For the uninitiated, Purdue has been leading an education revolution to rebuild American capacity — with even Citadel’s Ken Griffin calling it out as one of the “real success stories in American higher education.” Go Joe, go PARI, go Purdue!

👉 ICYMI, we partnered with PARI CEO Mark Lewis to break down what it will take to lead in hypersonics. Read the writeup here.

Space: To The Moon and Beyond: a strategically timed update from SpaceX on HLS, Artemis 3, a “simplified” architecture, and 49 milestones the team has cleared // FCC floats ‘licensing assembly line’ to streamline satellite approvals // China’s ZQ-3 could eventually outperform Falcon 9, likely long after upgraded Starships are routinely flying // Apex Space, an up-and-coming, well-capitalized LA-based satellite bus developer, aims to build and sell (but first, demonstrate) space-based interceptors.

Chips & Compute: U.S. DoE and AMD form $1B partnership to build 2 supercomputers: Lux & Discovery // Blackwell chips are now in full production in Arizona // Anthropic will buy up to 1M TPUs from Google, and is also running Claude on 1M of Amazon’s Trainium 2 accelerators, as labs diversify away from sole reliance on NVIDIA accelerators // While we’re here: NVIDIA held GTC, aka the Super Bowl of AI, in DC last week (a first), where it announced new/expanded partnerships with Nokia, Palantir, CrowdStrike, Oracle, HPE, DoE, Uber, Eli Lilly, Dell, and more. The vibes:

Robotics: 1X launches Neo, a $20K humanoid housekeeper robot: teleoperated for many tasks, available now for preorder, deliveries expected to start next year // WSJ takes on the “hands problem” holding back humanoids, which is something we’ve harped on: dexterity is the long pole of the tent // Elon, on Tesla’s recent earnings call, said: "It’s an incredibly difficult thing…to create a hand that is as dexterous and capable of the human hand.” // iRobot, trailblazing pioneer of an early robotics category, has going concerns, as it’s been unable to find a buyer (recall that the FTC blocked Amazon’s $1.4B takeover of the Roomba maker….) // And, for the road, here’s a fascinating profile of the Filipino teleoperators of Japan’s convenience store robots.
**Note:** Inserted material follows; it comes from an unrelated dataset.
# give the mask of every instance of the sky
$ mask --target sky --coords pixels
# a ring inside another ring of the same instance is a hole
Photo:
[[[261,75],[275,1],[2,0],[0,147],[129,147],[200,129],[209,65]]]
Etc… Have batteries helped reduce rolling blackouts in California? // Google’s quantum/AI group published a blog post and Nature paper on its “first-ever verifiable quantum advantage.” // Could the AI datacenter boom be masking a lagging manufacturing revival? // Enedym, a Canadian startup developing rare-earth-free switched reluctance motors, landed a strategic investment from Honda.